Increased Investor Interest In The Hotel Sector
Better Loan Solutions in Mornington Peninsula • Learning Centre • Insights
Better Loan Solutions in Mornington Peninsula • Learning Centre • Insights
The hotel sector could be set to see further demand from investors as interest rises. According to CBRE, Australian hotel sales reached
$2.14 billion in 2022, the second-highest transaction volume on record.
The hotel sector was one of the most in-demand assets during the pandemic, with a record 53 hotel sales across Australia valued at over $10
million in 2022, which was 39% above the 10-year average.
CBRE's Australian Head of Hotels Research, Ally McDade, said as economic conditions stabilise, we should see capital markets benefit from
greater investor certainty, translating into more demand for hotel assets.
CBRE Regional Director of Hotel Valuations, Troy Craig, said domestic travel is also likely to continue driving the Australian tourism
industry.
"Occupancy levels in domestic demand-dominated cities are expected to edge upwards from already strong levels, while Sydney and
Melbourne should continue to see occupancy gains as inbound demand recovers," Mr Craig said.
According to CBRE, while short-term overseas arrivals remain 40% below pre-pandemic levels, the reopening of China's borders is likely to
see Australia's inbound tourism economy fully recover in 2023.
CBRE's forecast reveals that the hotel market's expansionary phase is set to peak in the next 12 months, with around 8,400 rooms to be delivered across the country's major hotel markets in 2023 and 2024. Following this wave of additions, higher debt and construction costs are anticipated to suppress the hotel development pipeline, largely limited to key strategic sites with mixed-use appeal.
Meanwhile, high inflation and elevated interest rate levels will place upward pressure on yields and IRR expectations according to Ms
McDade.
"Improving tourism demand fundamentals and impressive performance indicators are likely to cushion any impact of higher credit-funding costs," she said.
Despite this, CBRE is forecasting moderate Average Daily Rates (ADR) growth over 2023 and Mr Craig said that most city markets will still
post gains as hotel operators maintain strong rate policies in favour of returning to pre-pandemic occupancy levels.
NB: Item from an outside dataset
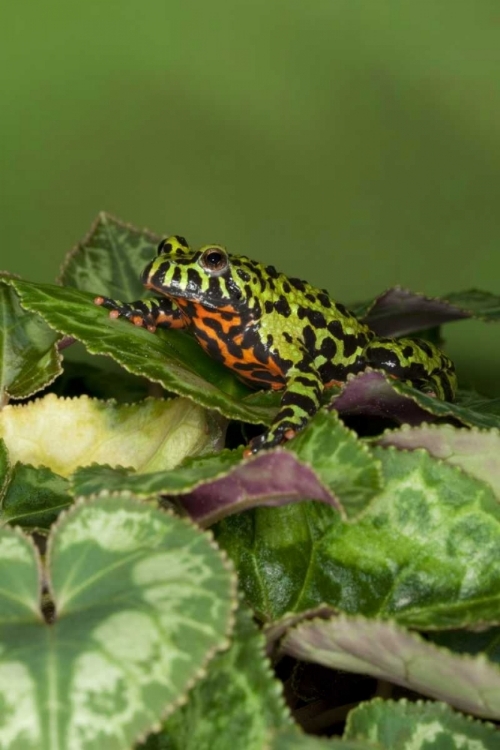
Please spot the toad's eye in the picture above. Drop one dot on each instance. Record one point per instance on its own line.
(164, 247)
(214, 260)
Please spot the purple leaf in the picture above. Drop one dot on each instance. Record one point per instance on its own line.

For now, the hotel sector has been largely insulated from the effects of rising inflation due to recovering occupancies and strong growth in
ADR.
CBRE's national occupancy rate averaged 65%, just 10% below pre-pandemic levels and ADR rose 24% over the year to $228, outpacing 2019 rates by 23%. Domestic travel nights have also reached or surpassed pre-pandemic levels in Queensland, South Australia, Western Australia and Tasmania and spending in these states is up by approximately 40%.
This trend is benefitting Australia's gateway cities of Sydney and Melbourne, which have recorded the strongest year-on-year growth rates
in relation to both ADR and occupancies, aided by a recovery in corporate travel and international travel.
CBRE said it’s optimistic about the future of the hotel industry and expects to see investors return as well as the reopening of borders, a growing tourism industry and the addition of new hotels all being factors contributing to the positive outlook of the industry.